I am in the market for a pipe thawing machine and found a great deal on an older machine. Trindel (Spelling?) F6468 thawing machine. I have used the newer hotshot machines but I was wondering if anyone has any feedback on the older F6468 unit and how it compares to the newer units...?

Would be used for residential use only.


----------



## dhal22 (Jul 30, 2010)

Do you thaw service lines with this tool? Not a tool I see in the south.

David


----------



## SewerRatz (Apr 25, 2009)

We have used Trindl for many years, machine works great.


----------



## shlomy81 (Apr 23, 2012)

We use a lot the ridgid hot shot sf 2500 works great


----------



## Redwood (Sep 8, 2008)

dhal22 said:


> Do you thaw service lines with this tool? Not a tool I see in the south.
> 
> David


You can...
Just drop a copper pipe down to contact the curb stop and clamp there, then clamp onto the service inlet inside the house...

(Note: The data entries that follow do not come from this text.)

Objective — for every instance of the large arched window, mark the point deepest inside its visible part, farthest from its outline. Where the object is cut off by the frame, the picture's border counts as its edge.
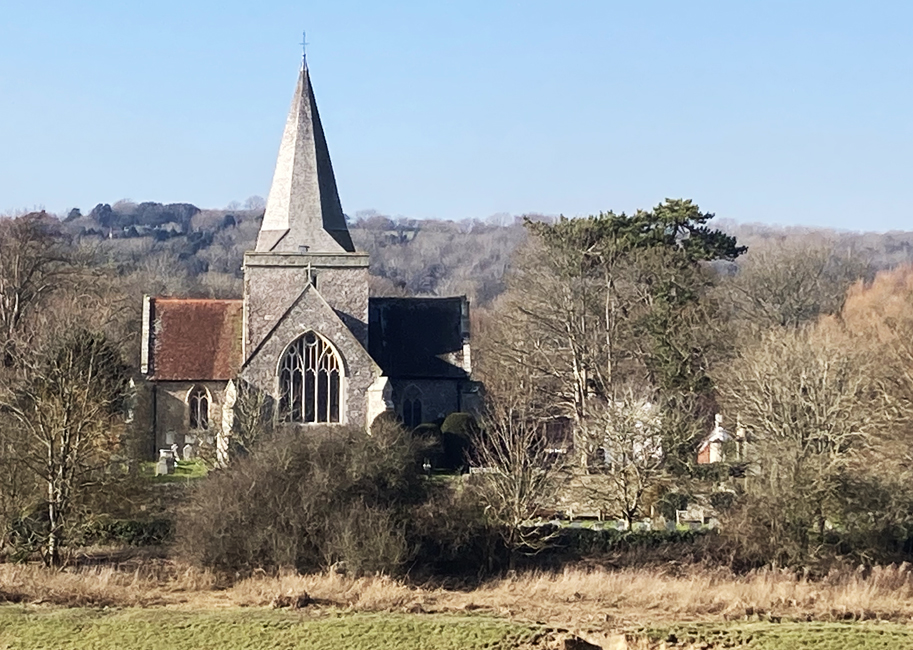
(412, 407)
(309, 381)
(198, 403)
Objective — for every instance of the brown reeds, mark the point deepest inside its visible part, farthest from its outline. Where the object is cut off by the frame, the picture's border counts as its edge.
(573, 596)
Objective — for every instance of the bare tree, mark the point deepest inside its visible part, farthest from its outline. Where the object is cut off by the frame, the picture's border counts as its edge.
(790, 284)
(65, 401)
(33, 263)
(626, 438)
(812, 409)
(519, 473)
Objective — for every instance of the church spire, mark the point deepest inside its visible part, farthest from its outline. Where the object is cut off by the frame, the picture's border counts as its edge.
(303, 212)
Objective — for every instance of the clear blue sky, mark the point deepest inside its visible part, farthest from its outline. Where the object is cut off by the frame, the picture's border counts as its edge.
(785, 112)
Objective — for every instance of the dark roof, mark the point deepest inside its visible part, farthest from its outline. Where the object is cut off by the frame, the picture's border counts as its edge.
(195, 340)
(419, 337)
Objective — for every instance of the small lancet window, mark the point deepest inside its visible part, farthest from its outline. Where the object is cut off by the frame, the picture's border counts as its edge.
(412, 407)
(198, 401)
(309, 381)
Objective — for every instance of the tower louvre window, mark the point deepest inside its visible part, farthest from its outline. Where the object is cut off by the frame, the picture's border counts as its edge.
(309, 381)
(198, 402)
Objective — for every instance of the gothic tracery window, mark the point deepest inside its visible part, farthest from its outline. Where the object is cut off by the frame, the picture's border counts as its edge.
(412, 407)
(309, 381)
(198, 402)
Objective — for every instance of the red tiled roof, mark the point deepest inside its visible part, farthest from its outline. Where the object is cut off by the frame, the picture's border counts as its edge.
(195, 340)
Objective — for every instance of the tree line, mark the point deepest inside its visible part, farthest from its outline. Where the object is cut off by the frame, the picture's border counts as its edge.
(629, 331)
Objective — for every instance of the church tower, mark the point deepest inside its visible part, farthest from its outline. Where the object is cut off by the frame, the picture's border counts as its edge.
(305, 286)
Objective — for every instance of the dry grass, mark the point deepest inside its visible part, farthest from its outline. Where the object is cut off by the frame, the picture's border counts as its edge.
(573, 597)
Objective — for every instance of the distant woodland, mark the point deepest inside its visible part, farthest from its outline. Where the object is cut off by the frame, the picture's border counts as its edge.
(181, 249)
(632, 331)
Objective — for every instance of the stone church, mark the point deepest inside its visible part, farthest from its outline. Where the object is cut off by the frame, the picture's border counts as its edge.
(306, 333)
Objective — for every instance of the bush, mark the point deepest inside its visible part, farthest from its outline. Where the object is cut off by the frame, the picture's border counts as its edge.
(130, 532)
(331, 496)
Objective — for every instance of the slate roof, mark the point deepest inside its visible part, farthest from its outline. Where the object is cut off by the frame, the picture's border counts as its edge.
(195, 340)
(418, 337)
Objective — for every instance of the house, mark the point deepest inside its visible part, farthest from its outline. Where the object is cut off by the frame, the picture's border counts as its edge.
(712, 449)
(305, 334)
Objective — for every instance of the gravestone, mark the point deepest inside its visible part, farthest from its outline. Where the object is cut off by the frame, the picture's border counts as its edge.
(165, 464)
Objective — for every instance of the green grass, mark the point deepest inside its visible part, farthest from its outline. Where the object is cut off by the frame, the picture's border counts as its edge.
(184, 470)
(27, 628)
(787, 636)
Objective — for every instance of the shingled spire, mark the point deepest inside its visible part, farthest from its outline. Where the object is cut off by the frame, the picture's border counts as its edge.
(303, 212)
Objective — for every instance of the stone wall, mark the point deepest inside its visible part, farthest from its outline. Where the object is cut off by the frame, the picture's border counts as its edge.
(171, 413)
(440, 397)
(272, 282)
(312, 313)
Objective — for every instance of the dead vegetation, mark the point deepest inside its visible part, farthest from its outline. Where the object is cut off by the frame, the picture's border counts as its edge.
(574, 597)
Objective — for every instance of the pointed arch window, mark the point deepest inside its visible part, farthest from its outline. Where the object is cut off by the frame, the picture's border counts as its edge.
(309, 381)
(412, 407)
(198, 403)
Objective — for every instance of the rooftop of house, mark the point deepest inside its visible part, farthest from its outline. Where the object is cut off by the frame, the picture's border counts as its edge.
(419, 337)
(195, 339)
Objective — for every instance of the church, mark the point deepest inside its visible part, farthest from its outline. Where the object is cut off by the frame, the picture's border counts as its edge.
(306, 335)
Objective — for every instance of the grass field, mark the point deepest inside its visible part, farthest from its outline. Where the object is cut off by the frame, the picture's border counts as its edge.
(30, 628)
(149, 602)
(34, 628)
(785, 636)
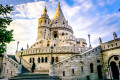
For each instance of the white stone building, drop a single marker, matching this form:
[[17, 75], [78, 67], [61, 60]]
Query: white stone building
[[72, 59]]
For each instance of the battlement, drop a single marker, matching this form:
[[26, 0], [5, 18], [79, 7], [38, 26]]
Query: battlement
[[111, 44], [59, 50]]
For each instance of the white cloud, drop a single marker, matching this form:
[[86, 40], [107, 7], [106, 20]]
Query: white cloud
[[78, 15]]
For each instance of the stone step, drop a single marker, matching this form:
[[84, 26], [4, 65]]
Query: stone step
[[32, 76]]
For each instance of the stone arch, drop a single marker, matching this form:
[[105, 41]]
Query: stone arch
[[115, 70], [33, 60], [39, 60], [48, 44], [113, 65], [99, 70], [42, 59], [46, 59], [55, 34], [30, 60], [91, 68]]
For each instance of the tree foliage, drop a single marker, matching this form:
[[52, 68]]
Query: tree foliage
[[6, 36]]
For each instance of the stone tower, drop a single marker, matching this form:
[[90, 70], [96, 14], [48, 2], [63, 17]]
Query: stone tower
[[43, 26]]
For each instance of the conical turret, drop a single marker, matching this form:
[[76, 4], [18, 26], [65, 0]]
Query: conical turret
[[58, 13], [45, 10]]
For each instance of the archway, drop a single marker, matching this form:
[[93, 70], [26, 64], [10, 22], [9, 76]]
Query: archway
[[114, 69], [55, 34], [99, 69], [91, 67]]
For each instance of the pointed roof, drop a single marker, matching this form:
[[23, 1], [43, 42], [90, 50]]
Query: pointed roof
[[58, 13], [45, 11]]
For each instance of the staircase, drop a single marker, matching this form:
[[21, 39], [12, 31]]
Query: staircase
[[32, 76]]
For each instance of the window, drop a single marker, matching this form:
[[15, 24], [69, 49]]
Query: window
[[81, 68], [33, 60], [45, 20], [91, 67], [30, 61], [57, 59], [73, 71], [53, 59], [46, 59], [55, 35], [62, 34], [98, 61], [41, 21], [39, 60], [63, 73], [42, 60], [7, 70], [63, 22]]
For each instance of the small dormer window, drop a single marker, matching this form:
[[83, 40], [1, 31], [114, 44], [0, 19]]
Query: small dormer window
[[56, 22], [63, 22], [45, 21], [41, 21]]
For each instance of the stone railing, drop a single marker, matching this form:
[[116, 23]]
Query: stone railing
[[111, 45], [67, 26], [13, 62], [63, 49], [24, 62]]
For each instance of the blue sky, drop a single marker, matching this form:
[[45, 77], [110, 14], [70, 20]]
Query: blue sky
[[99, 18]]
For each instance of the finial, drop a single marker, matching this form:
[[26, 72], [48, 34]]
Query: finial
[[27, 46], [114, 35], [89, 40], [100, 40], [45, 10]]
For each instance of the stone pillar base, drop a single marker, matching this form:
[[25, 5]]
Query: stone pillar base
[[51, 70], [20, 69]]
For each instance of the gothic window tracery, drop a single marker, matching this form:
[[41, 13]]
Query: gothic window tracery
[[39, 60], [46, 59], [91, 67]]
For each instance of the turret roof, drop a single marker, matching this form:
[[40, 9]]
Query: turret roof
[[58, 13]]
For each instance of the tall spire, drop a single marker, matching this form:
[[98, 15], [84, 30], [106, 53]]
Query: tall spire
[[58, 13], [45, 11]]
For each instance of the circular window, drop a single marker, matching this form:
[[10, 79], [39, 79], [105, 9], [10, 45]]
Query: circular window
[[116, 58]]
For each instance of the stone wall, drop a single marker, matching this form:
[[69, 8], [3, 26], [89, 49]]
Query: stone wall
[[10, 67], [78, 66]]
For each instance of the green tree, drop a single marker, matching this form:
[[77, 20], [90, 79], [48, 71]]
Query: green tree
[[6, 36]]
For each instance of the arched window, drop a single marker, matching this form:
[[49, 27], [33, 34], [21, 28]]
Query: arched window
[[98, 61], [63, 73], [53, 59], [45, 20], [42, 60], [91, 67], [62, 34], [81, 68], [73, 71], [30, 60], [39, 60], [33, 60], [46, 59], [41, 21], [55, 34], [57, 59]]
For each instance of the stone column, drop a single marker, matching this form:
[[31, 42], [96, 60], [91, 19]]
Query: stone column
[[51, 70], [20, 69]]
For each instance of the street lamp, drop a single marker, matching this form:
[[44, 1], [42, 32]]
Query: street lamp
[[17, 46], [21, 54], [89, 40], [51, 54]]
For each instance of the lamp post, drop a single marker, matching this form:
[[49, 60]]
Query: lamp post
[[51, 69], [17, 46], [51, 54], [21, 54], [89, 40]]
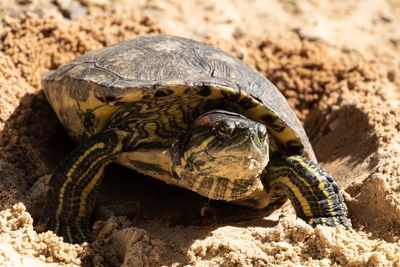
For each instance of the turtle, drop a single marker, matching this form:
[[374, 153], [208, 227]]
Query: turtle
[[190, 115]]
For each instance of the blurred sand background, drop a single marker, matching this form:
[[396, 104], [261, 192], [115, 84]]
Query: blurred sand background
[[338, 64]]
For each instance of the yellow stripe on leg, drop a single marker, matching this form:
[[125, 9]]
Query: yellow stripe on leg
[[69, 180]]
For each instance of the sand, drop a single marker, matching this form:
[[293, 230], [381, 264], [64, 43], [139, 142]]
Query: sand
[[336, 62]]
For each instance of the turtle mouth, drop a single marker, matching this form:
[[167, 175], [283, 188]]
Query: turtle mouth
[[251, 149]]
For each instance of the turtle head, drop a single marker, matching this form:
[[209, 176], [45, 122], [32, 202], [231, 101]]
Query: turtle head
[[222, 155]]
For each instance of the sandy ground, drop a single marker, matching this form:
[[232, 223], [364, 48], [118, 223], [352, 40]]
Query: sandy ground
[[337, 62]]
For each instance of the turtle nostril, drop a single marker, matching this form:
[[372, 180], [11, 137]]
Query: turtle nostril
[[262, 132]]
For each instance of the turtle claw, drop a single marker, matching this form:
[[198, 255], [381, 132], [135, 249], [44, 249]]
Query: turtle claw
[[331, 221]]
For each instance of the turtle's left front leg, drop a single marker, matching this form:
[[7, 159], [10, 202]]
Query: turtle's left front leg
[[313, 192], [75, 183]]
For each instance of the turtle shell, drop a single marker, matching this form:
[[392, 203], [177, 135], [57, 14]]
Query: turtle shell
[[85, 92]]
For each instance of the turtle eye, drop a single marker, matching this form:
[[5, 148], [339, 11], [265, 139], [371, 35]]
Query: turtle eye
[[224, 128]]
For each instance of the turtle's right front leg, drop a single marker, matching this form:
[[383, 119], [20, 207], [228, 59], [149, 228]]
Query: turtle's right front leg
[[75, 183]]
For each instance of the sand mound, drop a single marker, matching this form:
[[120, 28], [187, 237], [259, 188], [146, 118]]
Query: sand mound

As long as the service is metal pipe it will work...
Plastic takes a lot longer...:laughing:


----------



## Chauncey (Dec 18, 2008)

*Plastic takes longer*

It depends on how long it takes the ground to get too 33 degrees.



Redwood said:


> You can...
> Just drop a copper pipe down to contact the curb stop and clamp there, then clamp onto the service inlet inside the house...
> 
> As long as the service is metal pipe it will work...
> Plastic takes a lot longer...:laughing:


----------